Critics point out that the mechanism has big loopholes. It offers no incentives to potential partners such as tariff reductions or guarantees of greater access to US markets, which makes the plan an unattractive alternative to the Trans-Pacific Partnership (TPP), an initiative that it carried on after the United States abandoned it. China, the largest trading partner for many countries in the region, also wants to join the TPP
“I think a lot of partners are going to look at that list and say, ‘That’s a good set list. I’m happy to be involved,’” said Matthew Goodman, former director of international economics at the National Security Council under former President Barack Obama. However, he pointed out, they might also wonder if there are any tangible benefits to joining.
The initiative is a new step by the Biden administration to try to preserve and expand US influence in the region, which until recently seemed under the increasing influence of China.
Kishida gave a formal reception for Biden at Akasaka Palace, with a military honor guard and band outside the building. Biden reviewed the troops and placed his hand over his heart as he passed the American flag, as well as giving a slight nod as he passed the Japanese ensign.
In their meeting, Kishida said he was “absolutely delighted” to host Biden in Tokyo on the first trip to Asia of his presidency. Like Biden, he took a hard line on Russia over its invasion of Ukraine, which he said “undermines the foundations of the world order.”

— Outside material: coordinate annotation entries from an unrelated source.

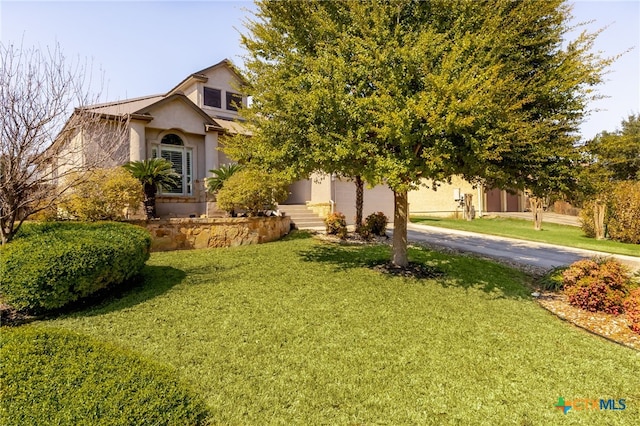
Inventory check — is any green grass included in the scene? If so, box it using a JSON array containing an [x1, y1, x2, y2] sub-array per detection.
[[21, 234, 640, 425], [411, 217, 640, 256]]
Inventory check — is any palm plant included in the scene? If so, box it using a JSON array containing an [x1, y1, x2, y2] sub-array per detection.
[[207, 163, 243, 194], [123, 158, 181, 219]]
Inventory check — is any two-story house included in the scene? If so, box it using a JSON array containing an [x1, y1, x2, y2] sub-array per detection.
[[57, 59, 247, 217], [55, 60, 524, 223]]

Biden, who is on a five-day tour of South Korea and Japan, described the alliance between Washington and Tokyo as a “cornerstone of peace and prosperity in the Indo-Pacific” and thanked Japan for its “strong leadership”. ” against Russia.
The White House announced its plans to build the economic framework in October as a replacement for the TPP, which the United States abandoned in 2017 under President Donald Trump.
Kishida welcomed the launch of Biden’s new trade deal, although he said he hoped Washington would reconsider its position on the TPP.
“Our position remains unchanged,” Kishida said. “We believe that it is desirable for the United States to return to the TPP.”
The new pact comes at a time when the government perceives an advantageous position in its competition with Beijing. A Bloomberg Economics report published last week estimated that the US Gross Domestic Product would grow around 2.8% in 2022 compared to 2% in China, which is trying to keep the coronavirus at bay with strict quarantines and dealing with a housing bubble. Slowing growth has dampened expectations that China would automatically replace the United States as the world’s largest economy.